Rephrasing what others have answered in formal ways, look at it this way:

Information can only be transmitted via the change of some state ("surprises" in @Evan's terms). A zero-bandwidth (constant amplitude and frequency) sine wave does not convey any information, it is just there.

Now, every time a (sinusodial) signal of frequency f changes, be it in amplitude or phase or both, the resulting signal around the point of time of the change cannot be of frequency f anymore; otherwise the signal would not change at all. So, any change of a signal from a continuous sine wave (temporarily) generates a frequency or frequencies somewhat above and/or below the original frequency f.

The difference of the temporary frequency/-ies and the base frequency f, delta-f, determines how fast and how large the change can be (rate of change) and vice versa. A quick change generates/requires greater frequency deviations than a slow one. In theory, if you have a constant sinusodial signal and you would switch it off (0% amplitude) instantly, i.e. with 0 time taken passing from one state (100% amplitude) to the other (0%), this would create/require infinitely high frequencies. That's why it's impossible to modify a given signal at arbitrarily high speeds.

Picking up from above, each single change of the signal can be used to convey some information, be it a single bit or less or more than one bit. To pack more information into a single change (more bits) you need greater changes (you need to be able to discern e.g. 4 states (2 bits, range 0-3) instead of 2 (1 bit, range 0-1)). Greater changes cause/require greater delta-f's. If you just want to transmit more changes per second, the time allowed for each change to become effective (before the next change will be modulated) is reduced. Thus, you get a greater delta-f because you must make sure the changes become visible quicker.

Example: If I was to transmit 1 bit per second, I could limit myself to really low frequencies, because I will probably be all right if each bit sent requires 0.5 seconds to reach the corresponding state of signal at the receiving end. A bandwidth of 1-2Hz may be sufficient. Trying to send 100 bits per second cannot be done if each bit would require 0.5 seconds to be visible at the receiver: During this time there are 50 other bits also modulated onto the signal so the receiver would see some kind of average of the 50 bits sent after 0.5s. No way to reconstruct the individual bits. That's why I need more bandwidth to allow greater delta-f's which allows the signal at the receiving side to change its state more quickly.

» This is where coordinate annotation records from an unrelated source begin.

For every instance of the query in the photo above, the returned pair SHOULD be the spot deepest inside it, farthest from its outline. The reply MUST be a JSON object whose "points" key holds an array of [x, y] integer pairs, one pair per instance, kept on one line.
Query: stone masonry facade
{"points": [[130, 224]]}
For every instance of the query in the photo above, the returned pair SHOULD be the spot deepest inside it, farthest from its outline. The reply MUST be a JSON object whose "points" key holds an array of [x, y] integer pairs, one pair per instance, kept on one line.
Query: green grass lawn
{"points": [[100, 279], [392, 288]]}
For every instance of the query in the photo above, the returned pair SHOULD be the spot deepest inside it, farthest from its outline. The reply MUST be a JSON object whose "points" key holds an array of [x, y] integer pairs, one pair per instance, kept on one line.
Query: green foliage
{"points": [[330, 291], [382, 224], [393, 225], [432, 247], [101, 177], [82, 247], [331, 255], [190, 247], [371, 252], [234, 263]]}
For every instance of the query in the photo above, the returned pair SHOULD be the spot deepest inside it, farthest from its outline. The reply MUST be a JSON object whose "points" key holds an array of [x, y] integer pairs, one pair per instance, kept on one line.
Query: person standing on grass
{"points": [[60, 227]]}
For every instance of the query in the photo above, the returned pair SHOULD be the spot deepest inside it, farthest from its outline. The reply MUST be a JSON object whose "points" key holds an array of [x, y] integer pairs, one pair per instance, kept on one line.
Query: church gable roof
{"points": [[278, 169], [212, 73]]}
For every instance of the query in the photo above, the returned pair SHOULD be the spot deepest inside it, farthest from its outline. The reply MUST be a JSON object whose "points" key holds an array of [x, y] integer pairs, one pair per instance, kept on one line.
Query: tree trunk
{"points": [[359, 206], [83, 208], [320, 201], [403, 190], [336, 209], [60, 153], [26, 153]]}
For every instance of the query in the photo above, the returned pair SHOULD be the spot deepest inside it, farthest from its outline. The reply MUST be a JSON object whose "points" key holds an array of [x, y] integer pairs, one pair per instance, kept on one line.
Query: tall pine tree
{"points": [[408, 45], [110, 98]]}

So whatever you do to get more information per second transmitted, you will have to provide more bandwidth, because more signal change(s) per second must be visible.

(This is all assuming the same required SNR margin. By reducing the SNR margin one may squeeze some more information onto a signal of a given bandwidth.)

To visualize the relationship between bandwidth and rate-of-change, you can take/simulate e.g. a simple low pass filter. Look at what happens at the filter's output when a given (sinusodial) input signal is "instantly" turned on/off: The output will only respond slowly to the quick change. If you modulate the input signal quicker you will begin to see that the output signal becomes more or less stable the quicker you modulate the input, up to a point where the input modulation cannot be seen on the output signal any more.